# Looking for pico - fish



## Sunstar (Jul 29, 2008)

my tank is super tiny, and I was thinking of something very very small, blenny's or something. Maybe a white tipped reef shark  1.5 gallon. I do have a 10 as backup.


----------



## Bullet (Apr 19, 2014)

I suggest a Yellow clown goby or neon goby 
Both stay small and have tons of personality !


----------



## Sunstar (Jul 29, 2008)

do either of those by chance partner with a pistol?


----------



## Bullet (Apr 19, 2014)

Nope neither of these gobys go with pistol shrimps but that might be a good selection for your smal tank 

Generally the pistol shrimp goby types are classed as prawn gobys and the following genera are noted as having symbioses with shrimp: Amblyeleotris, Ctenogobiops, Cryptocentrus, Stonogobiops, Vanderhorstia, Tomiamichthys and Mahidolia.


----------



## Sunstar (Jul 29, 2008)

I'll consider those gobies, neons seem pretty


----------



## teemee (Aug 29, 2009)

here are a bunch you can try - what I plan to put in my pico - not all of because it won't be easy to find them, but:
Gum drop coral croucher
Panda goby 
trimma goby
eviota goby
white cap goby (with pistol shrimp)
Flaming prawn goby
pygmy dart fish
pygmy pink streak wrasse
red spot cardinal

inverts:
pederson anemone shrimp
porcelain crab
sexy shrimp

plenty of things for you to look at


----------



## Sunstar (Jul 29, 2008)

Sexy and Porcelain crabs are two inverts I am considering. 

Pistols appeal to me, but I still might get that for my 10 gallon when I get it sorted out.


----------



## Sunstar (Jul 29, 2008)

I chose a neon, it is so adorable <3


----------



## Bullet (Apr 19, 2014)

Nice choice !
I love mine - beautiful fish with lots of personality


----------



## Sunstar (Jul 29, 2008)

Yeah mine has decided to hang out behind my mag float









I guess it is time to update my thread... I shall do that tomorrow hopefully when everything is less pissed off.

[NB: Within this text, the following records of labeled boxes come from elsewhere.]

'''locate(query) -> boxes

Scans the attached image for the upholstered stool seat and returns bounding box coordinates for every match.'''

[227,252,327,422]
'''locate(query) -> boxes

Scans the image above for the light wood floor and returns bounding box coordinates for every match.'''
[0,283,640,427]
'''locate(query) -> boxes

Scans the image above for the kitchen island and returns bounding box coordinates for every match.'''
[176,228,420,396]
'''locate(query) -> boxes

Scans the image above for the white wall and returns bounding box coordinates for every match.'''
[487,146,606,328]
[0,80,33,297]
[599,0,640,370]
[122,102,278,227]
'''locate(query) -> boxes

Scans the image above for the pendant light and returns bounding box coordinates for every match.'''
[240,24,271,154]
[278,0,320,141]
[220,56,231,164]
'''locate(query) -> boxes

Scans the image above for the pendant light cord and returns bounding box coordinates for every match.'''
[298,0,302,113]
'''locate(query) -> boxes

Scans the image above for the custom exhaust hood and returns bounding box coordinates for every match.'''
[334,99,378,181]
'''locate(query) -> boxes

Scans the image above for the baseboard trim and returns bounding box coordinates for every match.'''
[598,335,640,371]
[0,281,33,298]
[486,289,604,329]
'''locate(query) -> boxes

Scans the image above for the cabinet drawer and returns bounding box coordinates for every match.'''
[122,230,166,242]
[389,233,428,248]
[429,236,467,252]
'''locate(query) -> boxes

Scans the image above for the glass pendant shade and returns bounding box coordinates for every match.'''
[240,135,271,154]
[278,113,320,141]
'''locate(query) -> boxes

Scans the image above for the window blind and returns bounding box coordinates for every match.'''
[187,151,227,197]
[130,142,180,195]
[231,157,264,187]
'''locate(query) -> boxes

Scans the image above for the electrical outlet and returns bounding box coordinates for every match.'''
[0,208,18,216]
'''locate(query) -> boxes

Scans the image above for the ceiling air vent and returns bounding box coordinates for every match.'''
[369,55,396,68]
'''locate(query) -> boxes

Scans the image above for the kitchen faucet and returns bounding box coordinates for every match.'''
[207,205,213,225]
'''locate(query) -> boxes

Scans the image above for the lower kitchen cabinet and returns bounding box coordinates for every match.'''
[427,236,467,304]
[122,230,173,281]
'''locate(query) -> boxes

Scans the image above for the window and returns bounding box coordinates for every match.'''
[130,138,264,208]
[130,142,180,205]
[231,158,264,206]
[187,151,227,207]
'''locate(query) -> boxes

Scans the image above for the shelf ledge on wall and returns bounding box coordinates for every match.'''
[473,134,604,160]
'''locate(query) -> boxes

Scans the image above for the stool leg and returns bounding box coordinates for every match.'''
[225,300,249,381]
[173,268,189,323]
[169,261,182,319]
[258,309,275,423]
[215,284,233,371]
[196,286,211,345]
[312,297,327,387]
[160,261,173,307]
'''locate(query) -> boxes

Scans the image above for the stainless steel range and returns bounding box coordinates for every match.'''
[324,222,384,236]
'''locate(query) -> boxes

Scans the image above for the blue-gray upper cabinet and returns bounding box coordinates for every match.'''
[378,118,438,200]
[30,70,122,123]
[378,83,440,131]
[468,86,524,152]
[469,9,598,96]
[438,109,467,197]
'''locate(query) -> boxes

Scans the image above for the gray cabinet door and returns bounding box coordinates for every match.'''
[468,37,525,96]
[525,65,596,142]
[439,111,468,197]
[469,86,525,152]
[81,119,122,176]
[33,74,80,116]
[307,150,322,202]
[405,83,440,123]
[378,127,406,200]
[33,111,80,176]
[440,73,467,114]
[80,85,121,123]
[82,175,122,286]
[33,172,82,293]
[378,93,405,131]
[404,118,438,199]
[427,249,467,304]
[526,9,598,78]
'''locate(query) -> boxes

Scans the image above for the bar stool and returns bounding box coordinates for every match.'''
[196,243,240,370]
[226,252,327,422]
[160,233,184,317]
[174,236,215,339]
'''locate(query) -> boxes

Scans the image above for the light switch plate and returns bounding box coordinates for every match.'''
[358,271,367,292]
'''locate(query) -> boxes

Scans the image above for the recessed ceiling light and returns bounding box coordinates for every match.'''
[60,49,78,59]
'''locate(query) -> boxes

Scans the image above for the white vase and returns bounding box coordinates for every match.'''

I just did a WC.


----------



## teemee (Aug 29, 2009)

if you're interested in something extra special, some white capped gobies are on their way into town...


----------



## Sunstar (Jul 29, 2008)

I'd love to, but I gotta sit laurels for a bit. Any idea the cost?


----------



## teemee (Aug 29, 2009)

i think 150ish...


----------



## Sunstar (Jul 29, 2008)

bit out of my range at the moment.


----------



## Bullet (Apr 19, 2014)

Another suggestion for pico size fish 

I picked up a beautiful tail spot blenny at Coral Reef Shop 
Gets along with everyone in my tank including my neon goby 
The blenny is small now 1.5 inches and very bold - always swimming around and eats frozen brine, mysis and flakes 
What a character ! Cute fish !


----------



## Taipan (Feb 12, 2012)

Rumour has it.....member: "TeeMee" might have some new additions to her display(s) this evening.....


----------



## Bullet (Apr 19, 2014)

Taipan said:


> Rumour has it.....member: "TeeMee" might have some new additions to her display(s) this evening.....


How does he do it ?!!


----------



## Sunstar (Jul 29, 2008)

I posted pics in my thread. cross posting this of my new goby. So so so cute.


----------



## goobafish (Jan 27, 2015)

I just picked up a Neon Eviota yesterday, so cute. What about one of these guys? griessingeri goby. 



I've got 3, one is adult sized and in a 20 gallon, and I have two small ones (relative ) in a pico frag tank. They are extremely hardy for something that looks so fragile.


----------